ABL is not a master switch kinase. (A) Receptor tyrosine kinase (RTK) is a master switch kinase that is activated by a specific signal—its extracellular ligand—and amplifies that signal by phosphorylating a whole host of intracellular proteins. (B) ABL tyrosine kinase is not a master switch kinase. ABL binds to different trans inhibitors (depicted as a crescent) that partition this nonreceptor tyrosine kinase into different signaling complexes. Signal-regulated release of ABL from a trans inhibitor may not be sufficient for kinase activation if that release does not disrupt the autoinhibitory kinase assembly established by intramolecular inhibitory interactions (Fig. 1) (the autoinhibited ABL is depicted as a full pie in this diagram). In order to become phosphorylated by ABL, a substrate must disrupt autoinhibition. Many ABL substrates identified thus far are ABL-SH3-binding proteins, which disrupt the internal SH3/PXXP interaction to activate ABL (the substrate-bound and activated ABL is depicted as a three-quarter pie in this diagram). Other ABL substrates interact with the SH2 domain or the PRL (Fig. 1), and those interactions may also disrupt autoinhibition.
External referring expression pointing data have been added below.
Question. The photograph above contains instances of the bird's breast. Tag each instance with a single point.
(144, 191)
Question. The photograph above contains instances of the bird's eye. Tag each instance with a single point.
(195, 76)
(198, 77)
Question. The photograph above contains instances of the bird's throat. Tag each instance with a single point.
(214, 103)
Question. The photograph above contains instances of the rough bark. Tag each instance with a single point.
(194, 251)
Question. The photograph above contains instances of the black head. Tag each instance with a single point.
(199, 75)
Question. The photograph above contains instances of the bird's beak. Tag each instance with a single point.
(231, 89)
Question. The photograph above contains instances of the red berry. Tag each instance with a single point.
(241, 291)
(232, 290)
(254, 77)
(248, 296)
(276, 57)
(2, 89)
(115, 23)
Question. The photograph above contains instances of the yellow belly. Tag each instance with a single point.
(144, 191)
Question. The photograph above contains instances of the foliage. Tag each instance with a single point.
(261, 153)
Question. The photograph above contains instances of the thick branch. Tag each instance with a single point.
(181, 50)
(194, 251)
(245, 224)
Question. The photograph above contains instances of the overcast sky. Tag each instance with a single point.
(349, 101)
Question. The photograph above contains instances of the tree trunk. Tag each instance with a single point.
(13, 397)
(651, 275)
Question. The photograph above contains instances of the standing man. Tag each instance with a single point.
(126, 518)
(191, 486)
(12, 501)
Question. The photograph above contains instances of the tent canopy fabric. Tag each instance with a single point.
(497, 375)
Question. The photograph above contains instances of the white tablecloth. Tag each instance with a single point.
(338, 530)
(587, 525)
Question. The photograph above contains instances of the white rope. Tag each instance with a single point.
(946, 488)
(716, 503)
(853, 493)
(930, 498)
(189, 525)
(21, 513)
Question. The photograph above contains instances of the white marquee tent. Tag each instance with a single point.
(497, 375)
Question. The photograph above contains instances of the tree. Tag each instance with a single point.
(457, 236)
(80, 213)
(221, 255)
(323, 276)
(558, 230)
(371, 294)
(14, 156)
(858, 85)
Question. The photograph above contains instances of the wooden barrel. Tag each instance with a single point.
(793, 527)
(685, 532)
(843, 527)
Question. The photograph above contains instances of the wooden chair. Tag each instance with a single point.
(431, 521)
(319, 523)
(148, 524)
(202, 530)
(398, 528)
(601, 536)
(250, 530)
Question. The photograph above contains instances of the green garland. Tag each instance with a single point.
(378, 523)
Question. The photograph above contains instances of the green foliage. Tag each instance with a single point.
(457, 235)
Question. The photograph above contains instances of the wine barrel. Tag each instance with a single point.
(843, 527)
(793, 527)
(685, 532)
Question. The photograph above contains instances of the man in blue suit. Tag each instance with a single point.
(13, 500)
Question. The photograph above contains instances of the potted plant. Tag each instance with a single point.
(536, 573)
The molecular design of ABL is more similar to an electric socket (upper right) than a master switch (see the text for discussion of this two-step mechanism of restricted ABL activation in signal transduction).

FIG 3

ABL interactions with and modifications by ATM and Tip60 in DNA damage response. This model of ABL interactions and modifications is based on four reports (62–65). Ionizing radiation (IR) or chromatin stress (CS) stimulates ABL interactions with ATM and Tip60. A PXXP motif in ATM binds the ABL-SH3 domain (65) and can thus disrupt the autoinhibitory assembly to activate the ABL kinase (step 1). IR also stimulates ABL interaction with Tip60 (63) and the tyrosine phosphorylation of Tip60 at Tyr44 (62) in the N-terminal CHROMO domain (step 2) by ABL. Tyrosine phosphorylation (pY) of Tip60 stimulates its acetylation of ATM and the activation of ATM kinase (62) (step 3). The activated ATM kinase in turn phosphorylates ABL at Ser465 (pS) (64) (step 4). Ser465 phosphorylation is required for the acetylation of ABL at Lys921 by Tip60 (63) (step 5). Because ABL knockout does not interfere with ATM activation, and because the loss of ABL does not cause radiosensitivity, which is the phenotype of ATM loss (79), ABL is not an obligatory upstream activator of ATM. A simple linear pathway also cannot accommodate the findings that ATM loss causes radiosensitivity whereas ABL loss reduces the apoptosis response but does not cause radiosensitivity. Instead, these interactions are likely to be designed to alter the covalent modifications of ABL (S465 phosphorylation and K921 acetylation) in the DNA damage response.